As another graduation season has come, I’ve had my mailbox and my newsfeed flooded with college graduation pictures and announcements.
These were supposedly Francois Rabelais last words.
This week I finished Looking For Alaska (I know, I’m like, 9 years late. Anyway, great book, highly recommend it if you’re in need of a good ugly cry). The idea of a great perhaps was written over and over through the pages. I don’t get to read much, but I’m glad I read this.
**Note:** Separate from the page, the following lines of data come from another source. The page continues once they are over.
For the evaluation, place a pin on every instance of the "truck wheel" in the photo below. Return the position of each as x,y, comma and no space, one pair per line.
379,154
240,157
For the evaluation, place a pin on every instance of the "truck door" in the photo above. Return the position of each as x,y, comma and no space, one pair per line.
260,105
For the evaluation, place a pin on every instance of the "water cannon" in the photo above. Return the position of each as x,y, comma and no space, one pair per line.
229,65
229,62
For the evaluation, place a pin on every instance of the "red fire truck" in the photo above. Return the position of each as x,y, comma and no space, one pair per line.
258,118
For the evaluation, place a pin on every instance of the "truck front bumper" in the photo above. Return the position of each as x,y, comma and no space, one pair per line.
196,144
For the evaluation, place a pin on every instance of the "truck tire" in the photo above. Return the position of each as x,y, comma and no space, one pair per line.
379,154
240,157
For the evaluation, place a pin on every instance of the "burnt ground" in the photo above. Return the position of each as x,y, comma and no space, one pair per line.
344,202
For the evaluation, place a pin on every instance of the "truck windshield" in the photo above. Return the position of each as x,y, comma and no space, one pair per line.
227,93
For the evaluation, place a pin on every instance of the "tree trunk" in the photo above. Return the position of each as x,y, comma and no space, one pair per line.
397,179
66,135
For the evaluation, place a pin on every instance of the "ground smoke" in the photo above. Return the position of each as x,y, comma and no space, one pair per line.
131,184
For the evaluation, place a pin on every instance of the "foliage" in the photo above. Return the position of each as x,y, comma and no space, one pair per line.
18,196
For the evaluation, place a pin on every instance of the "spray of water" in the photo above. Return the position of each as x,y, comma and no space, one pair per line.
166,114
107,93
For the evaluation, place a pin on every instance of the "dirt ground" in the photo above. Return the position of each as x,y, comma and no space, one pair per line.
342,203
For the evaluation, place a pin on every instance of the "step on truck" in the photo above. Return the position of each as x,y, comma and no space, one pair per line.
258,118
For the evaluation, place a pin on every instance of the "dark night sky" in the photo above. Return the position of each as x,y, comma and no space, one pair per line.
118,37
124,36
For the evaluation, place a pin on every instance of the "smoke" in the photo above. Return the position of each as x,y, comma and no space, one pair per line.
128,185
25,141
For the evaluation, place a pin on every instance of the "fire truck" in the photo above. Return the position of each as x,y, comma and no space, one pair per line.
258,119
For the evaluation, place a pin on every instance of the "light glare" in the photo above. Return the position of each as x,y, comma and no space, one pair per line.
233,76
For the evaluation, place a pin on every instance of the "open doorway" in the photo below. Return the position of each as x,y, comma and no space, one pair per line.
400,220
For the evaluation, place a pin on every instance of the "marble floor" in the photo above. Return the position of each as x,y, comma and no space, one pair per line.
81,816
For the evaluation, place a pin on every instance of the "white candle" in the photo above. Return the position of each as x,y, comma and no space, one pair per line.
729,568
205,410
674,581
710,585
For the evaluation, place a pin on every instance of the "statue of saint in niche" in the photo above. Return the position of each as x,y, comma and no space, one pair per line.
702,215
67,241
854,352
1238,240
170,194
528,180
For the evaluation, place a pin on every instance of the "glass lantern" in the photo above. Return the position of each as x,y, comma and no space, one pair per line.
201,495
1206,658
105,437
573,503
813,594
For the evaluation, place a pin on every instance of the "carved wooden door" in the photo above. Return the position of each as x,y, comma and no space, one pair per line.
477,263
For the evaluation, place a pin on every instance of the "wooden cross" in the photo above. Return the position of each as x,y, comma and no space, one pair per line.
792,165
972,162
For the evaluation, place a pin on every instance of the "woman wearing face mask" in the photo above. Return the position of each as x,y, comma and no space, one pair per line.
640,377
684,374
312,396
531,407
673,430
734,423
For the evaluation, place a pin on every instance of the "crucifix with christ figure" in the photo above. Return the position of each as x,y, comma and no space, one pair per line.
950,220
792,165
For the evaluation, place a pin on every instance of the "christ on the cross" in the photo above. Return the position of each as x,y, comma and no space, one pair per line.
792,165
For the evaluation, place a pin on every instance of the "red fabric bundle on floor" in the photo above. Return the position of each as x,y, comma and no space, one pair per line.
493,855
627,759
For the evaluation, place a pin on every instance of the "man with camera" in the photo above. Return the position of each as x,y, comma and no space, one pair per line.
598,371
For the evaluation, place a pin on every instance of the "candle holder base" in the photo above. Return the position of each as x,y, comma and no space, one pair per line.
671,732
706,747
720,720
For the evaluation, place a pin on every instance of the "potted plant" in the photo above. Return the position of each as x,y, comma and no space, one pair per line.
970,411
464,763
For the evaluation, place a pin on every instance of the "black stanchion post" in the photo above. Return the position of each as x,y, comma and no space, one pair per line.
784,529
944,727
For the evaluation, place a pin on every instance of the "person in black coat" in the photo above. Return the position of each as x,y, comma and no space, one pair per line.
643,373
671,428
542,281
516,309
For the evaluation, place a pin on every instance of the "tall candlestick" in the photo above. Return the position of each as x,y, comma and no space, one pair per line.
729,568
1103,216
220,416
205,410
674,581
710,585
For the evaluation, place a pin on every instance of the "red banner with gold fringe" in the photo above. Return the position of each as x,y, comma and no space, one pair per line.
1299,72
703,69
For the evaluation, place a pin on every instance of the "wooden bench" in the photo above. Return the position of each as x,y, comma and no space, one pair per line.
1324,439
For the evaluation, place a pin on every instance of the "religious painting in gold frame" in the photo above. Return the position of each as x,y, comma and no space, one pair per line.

For the longest time, my “great perhaps” was wondering what would have happened if that pregnancy test had been negative back in October 2010, my sophomore year of college. I always wonder if I would have kept my psychology major. Would I have ran my first marathon? Would I have my own place yet? Would Big S and I have a better starting point for Little S and Rae if we had waited? Would I have embarrassed myself even further at the next big drinking weekend? Would I get an internship/job? What about my “friends”, would they have stuck around longer?
There’s a lot of empty spaces left unfilled with college experience.
There’s a lot of empty spaces left unfilled from my adolescence.
But The Great Perhaps that filled those spaces can’t be replaced with experience.
They are the experience.
It’s not what I thought it would be.
But perhaps it’s exactly what it should be.
I can’t frame it and hang it on my wall.
It can’t get me a better job.
It’s not exactly the most glamorous life.
But this is what I’m proud of.
Give thanks in all circumstances, for this is God’s will for you.